J'étais allé voir, toujours en cette année-là, Christian B. lire ses poèmes à la librairie José Corti (lui qui fut le résistant que l'on sait), nous étions si à l'étroit que j'avais dû me hisser jusqu'à la mezzanine. Un public nombreux, un journaliste lui reprochait déjà son angélisme, au poète, oubliant au passage de faire mention de ce mystère où puise continument la poésie, ce mystère passé à la trappe quelquefois par nos universitaires désireux de couler dans un moule logique ce qui les dépasse "un peu"... je vous laisse compléter.
En bref, voici le sixième chapitre de L'Autre visage (qui en compte dix), à lire dans un jeu continuel entre le "nous" - celui attaché à l'autre visage, fruit d'un monde imaginaire et rêvé tout à la fois - et le "vous" qui renvoie à l'état de notre monde, comme dévié de nos désirs premiers, de nos attentes laissées pour compte. Le "nous" étant somme toute un "vous" contrecarré :

 

 


LEGERETE EST NOTRE LOI.

La légèreté vous ne l'aimez ni dans la parole, ni dans le sang, ni dans rien. Partout vous la chassez d'un froncement de sourcils comme une vache balaye de sa queue une mouche importune.

Revenons aux choses sérieuses, dites-vous, revenons à ces choses qui, pour être sérieuses, ne peuvent être que sévères.

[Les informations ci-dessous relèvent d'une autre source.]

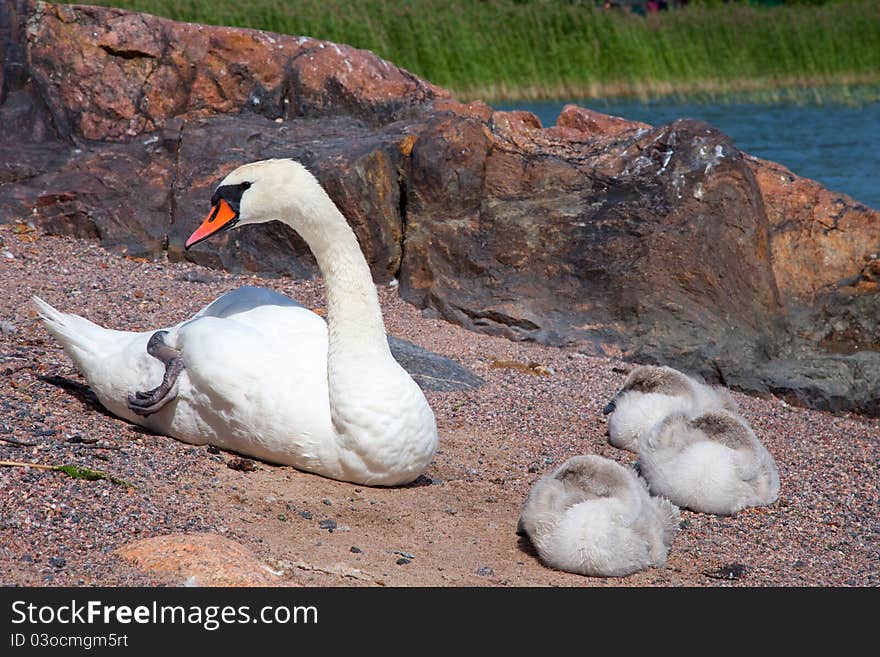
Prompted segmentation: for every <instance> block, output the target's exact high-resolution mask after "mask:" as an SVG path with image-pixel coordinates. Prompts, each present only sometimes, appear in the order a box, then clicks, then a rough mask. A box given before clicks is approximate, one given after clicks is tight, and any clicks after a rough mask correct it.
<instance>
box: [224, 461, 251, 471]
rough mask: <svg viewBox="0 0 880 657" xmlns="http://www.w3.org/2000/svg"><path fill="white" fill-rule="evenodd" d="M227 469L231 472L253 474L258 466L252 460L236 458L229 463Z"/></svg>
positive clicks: (227, 462) (226, 465) (227, 465)
mask: <svg viewBox="0 0 880 657" xmlns="http://www.w3.org/2000/svg"><path fill="white" fill-rule="evenodd" d="M226 467H227V468H229V469H230V470H238V471H239V472H253V471H254V470H256V469H257V464H256V463H254V462H253V461H251V460H250V459H243V458H234V459H232V460H231V461H227V463H226Z"/></svg>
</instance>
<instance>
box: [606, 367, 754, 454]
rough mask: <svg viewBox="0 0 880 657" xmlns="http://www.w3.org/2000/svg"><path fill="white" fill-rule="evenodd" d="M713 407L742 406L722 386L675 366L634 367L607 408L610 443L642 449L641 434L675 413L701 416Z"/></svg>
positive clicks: (619, 446)
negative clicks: (703, 379) (702, 414)
mask: <svg viewBox="0 0 880 657" xmlns="http://www.w3.org/2000/svg"><path fill="white" fill-rule="evenodd" d="M713 408H726V409H728V410H732V411H735V410H737V409H738V405H737V403H736V400H734V398H733V397H732V396H731V394H730V392H729V391H728V390H727V389H726V388H723V387H721V386H710V385H707V384H705V383H701V382H700V381H697V380H696V379H694V378H692V377H689V376H687V375H686V374H684V373H683V372H679V371H678V370H675V369H673V368H671V367H660V366H654V365H639V366H638V367H636V368H634V369H633V370H632V371H631V372H630V373H629V375H628V376H627V377H626V380H625V381H624V383H623V386H622V387H621V389H620V390H619V391H618V392H617V394H616V395H615V396H614V399H612V400H611V401H610V402H609V403H608V405H607V406H606V407H605V409H604V410H603V413H605V415H608V414H609V413H610V414H611V417H609V418H608V442H609V443H611V444H612V445H614V446H615V447H619V448H621V449H627V450H629V451H631V452H635V451H638V446H637V445H638V438H639V436H640V435H641V434H642V433H644V432H646V431H648V430H650V429H651V428H652V427H654V425H656V424H657V423H658V422H661V421H662V420H663V419H664V418H665V417H666V416H668V415H670V414H672V413H684V414H685V415H697V414H699V413H702V412H703V411H706V410H710V409H713Z"/></svg>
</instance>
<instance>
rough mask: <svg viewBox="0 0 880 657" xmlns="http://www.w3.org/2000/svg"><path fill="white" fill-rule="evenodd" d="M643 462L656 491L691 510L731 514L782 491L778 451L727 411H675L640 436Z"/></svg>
mask: <svg viewBox="0 0 880 657" xmlns="http://www.w3.org/2000/svg"><path fill="white" fill-rule="evenodd" d="M638 465H639V471H640V472H641V474H642V476H643V477H644V478H645V479H646V480H647V482H648V485H649V486H650V489H651V492H652V493H654V494H655V495H663V496H665V497H667V498H669V499H670V500H671V501H672V502H673V503H674V504H677V505H678V506H680V507H685V508H688V509H690V510H692V511H700V512H702V513H714V514H717V515H729V514H732V513H736V512H737V511H740V510H742V509H744V508H746V507H751V506H761V505H766V504H772V503H773V502H775V501H776V498H777V497H778V496H779V472H778V470H777V468H776V461H775V460H774V459H773V456H772V455H771V454H770V452H768V451H767V449H766V448H765V447H764V445H762V444H761V441H759V440H758V438H757V436H755V433H754V432H753V431H752V429H751V428H750V427H749V425H748V424H747V423H746V421H745V420H744V419H743V418H742V417H740V416H739V415H737V414H735V413H731V412H730V411H726V410H715V411H709V412H707V413H703V414H701V415H698V416H697V417H693V418H692V417H688V416H686V415H682V414H674V415H670V416H669V417H667V418H666V419H665V420H664V421H663V422H661V423H659V424H658V425H657V426H655V427H654V428H653V429H652V430H651V431H649V432H647V433H646V434H644V435H643V436H642V437H641V438H640V439H639V462H638Z"/></svg>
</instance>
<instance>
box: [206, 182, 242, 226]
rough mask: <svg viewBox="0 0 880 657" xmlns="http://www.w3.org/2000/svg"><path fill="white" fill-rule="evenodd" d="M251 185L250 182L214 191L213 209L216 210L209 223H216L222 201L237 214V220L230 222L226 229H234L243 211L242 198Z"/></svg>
mask: <svg viewBox="0 0 880 657" xmlns="http://www.w3.org/2000/svg"><path fill="white" fill-rule="evenodd" d="M250 187H251V183H249V182H248V181H245V182H240V183H238V184H237V185H221V186H220V187H218V188H217V189H216V190H215V191H214V195H213V196H212V197H211V207H213V208H214V212H213V213H211V216H210V217H208V222H209V223H210V222H212V221H214V219H216V218H217V214H218V212H219V208H220V201H221V200H223V201H226V202H227V203H228V204H229V207H230V208H232V211H233V212H235V218H234V219H233V220H232V221H230V222H229V223H228V224H227V225H226V226H225V227H224V230H225V229H226V228H232V227H233V226H234V225H235V224H237V223H238V215H239V213H240V211H241V197H242V195H243V194H244V193H245V191H247V190H248V189H250Z"/></svg>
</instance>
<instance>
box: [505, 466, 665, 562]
mask: <svg viewBox="0 0 880 657" xmlns="http://www.w3.org/2000/svg"><path fill="white" fill-rule="evenodd" d="M678 515H679V514H678V508H676V507H675V505H673V504H672V503H671V502H669V501H668V500H666V499H663V498H660V497H651V496H650V495H649V494H648V488H647V485H646V484H645V482H644V481H643V480H642V479H641V478H640V477H638V476H637V475H636V473H635V472H634V471H633V470H632V469H629V468H625V467H623V466H622V465H620V464H618V463H615V462H614V461H612V460H610V459H606V458H603V457H601V456H596V455H592V454H591V455H586V456H575V457H572V458H570V459H569V460H568V461H566V462H565V463H563V464H562V465H561V466H560V467H559V468H557V469H556V470H555V471H553V472H552V473H550V474H549V475H546V476H544V477H543V478H541V479H540V480H539V481H538V482H537V483H536V484H535V485H534V486H533V487H532V490H531V492H530V493H529V496H528V498H527V499H526V501H525V503H524V504H523V509H522V514H521V515H520V520H519V526H518V529H517V532H518V533H519V534H523V535H526V536H528V537H529V538H530V539H531V541H532V544H533V545H534V546H535V549H536V550H537V551H538V555H539V556H540V557H541V560H542V561H543V562H544V563H546V564H547V565H548V566H550V567H551V568H556V569H557V570H565V571H568V572H572V573H580V574H582V575H593V576H601V577H622V576H625V575H630V574H632V573H634V572H637V571H640V570H644V569H646V568H649V567H651V566H655V567H659V566H662V565H663V564H665V563H666V556H667V554H668V553H669V548H670V546H671V545H672V539H673V537H674V536H675V532H676V531H677V530H678Z"/></svg>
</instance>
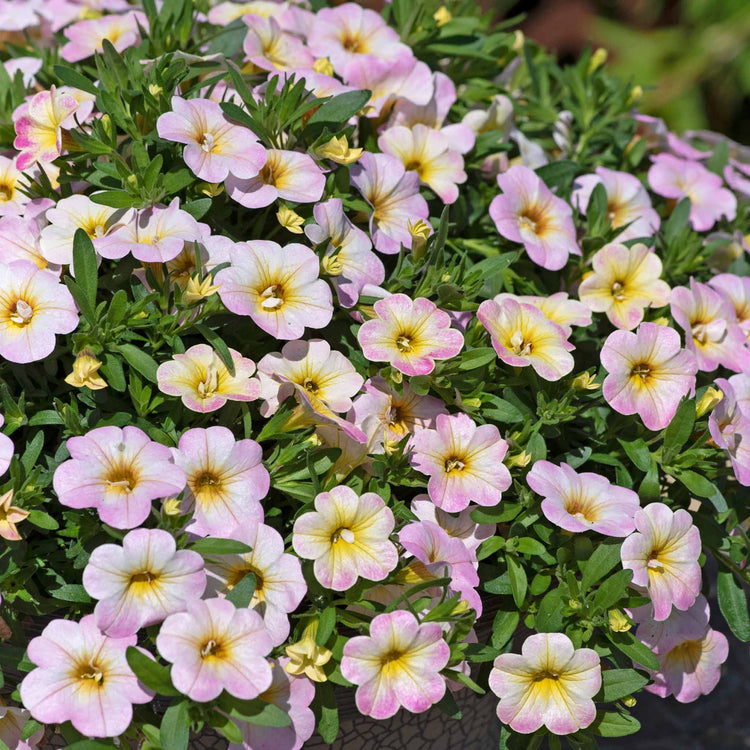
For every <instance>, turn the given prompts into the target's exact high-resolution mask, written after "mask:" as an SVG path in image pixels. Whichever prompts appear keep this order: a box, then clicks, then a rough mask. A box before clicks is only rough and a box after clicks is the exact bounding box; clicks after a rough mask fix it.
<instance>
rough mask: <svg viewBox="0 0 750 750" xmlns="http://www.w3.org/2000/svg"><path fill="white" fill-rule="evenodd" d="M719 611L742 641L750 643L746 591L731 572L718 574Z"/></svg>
mask: <svg viewBox="0 0 750 750" xmlns="http://www.w3.org/2000/svg"><path fill="white" fill-rule="evenodd" d="M718 595H719V609H720V610H721V614H723V615H724V619H725V620H726V621H727V625H729V627H730V628H731V629H732V632H733V633H734V634H735V635H736V636H737V637H738V638H739V639H740V640H741V641H745V642H747V641H750V616H748V611H747V596H746V594H745V590H744V589H743V588H742V586H741V585H740V583H739V582H738V581H737V579H736V578H735V576H734V573H732V572H731V571H729V570H720V571H719V574H718Z"/></svg>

Pour la vérité vous avez la morale. Pour l'amour vous avez la raison. Pour le chant vous avez la cage. Pour toutes choses vous avez la pesanteur nécessaire, l'ombre suffisante.

La pesanteur est votre toit, la pesanteur est votre chaise.

Nous avons mis du temps, nous avons mis beaucoup de temps avant d'atteindre au plus léger.

Les berceaux nous ont appris - si peu de souffle, tant de fraîcheur.

Les tombes nous ont appris - tellement de marbre sur tant de vide.

Légèreté est notre dieu.

Nous sommes ici et notre dieu est là-bas. Chacun espérant que l'autre fera le chemin et personne ne bougeant. Nous regardons notre dieu, il nous regarde, chacun mesurant l'abîme qui le sépare de l'autre - un abîme si léger qu'un enfant le franchit à pieds joints.

Légèreté est notre larme.

Celui qui pleure chez nous a un chat sur cœur. Ce n'est pas lui qui pleure mais le chat - pénitent aux yeux d'or dans le couvent d'une ombre.

Légèreté est notre rire.

Celui qui rit chez nous a un oiseau sur le cœur. Ce n'est pas lui qui rit mais l'oiseau - portier de l'aube au trousseau de lumière.

Légèreté est notre âme.

Une femme que vous jugez légère, vous lui jetez des pierres. Chez nous cette femme aurait les faveurs que l'on accorde aux reines - à celles qui ne rendent compte d'elles-mêmes qu'au dieu souriant dans leur âme simple.

Légèreté est notre école.

Nos enfants sont nos guides. Ils nous précèdent dans le jour d'un pas léger, et c'est merveille de les voir : la danse de l'enfant est le soleil du père.

Légèreté est notre songe.

Nos rêveurs sont somnambules. Ils vont à pas d'oiseau sur la pensée. Trouvent-ils une vérité, ils éclatent de rire.

Car chez nous rien de profond qui ne soit comme de l'air, rien de juste qui ne soit comme du vent - léger, léger, léger.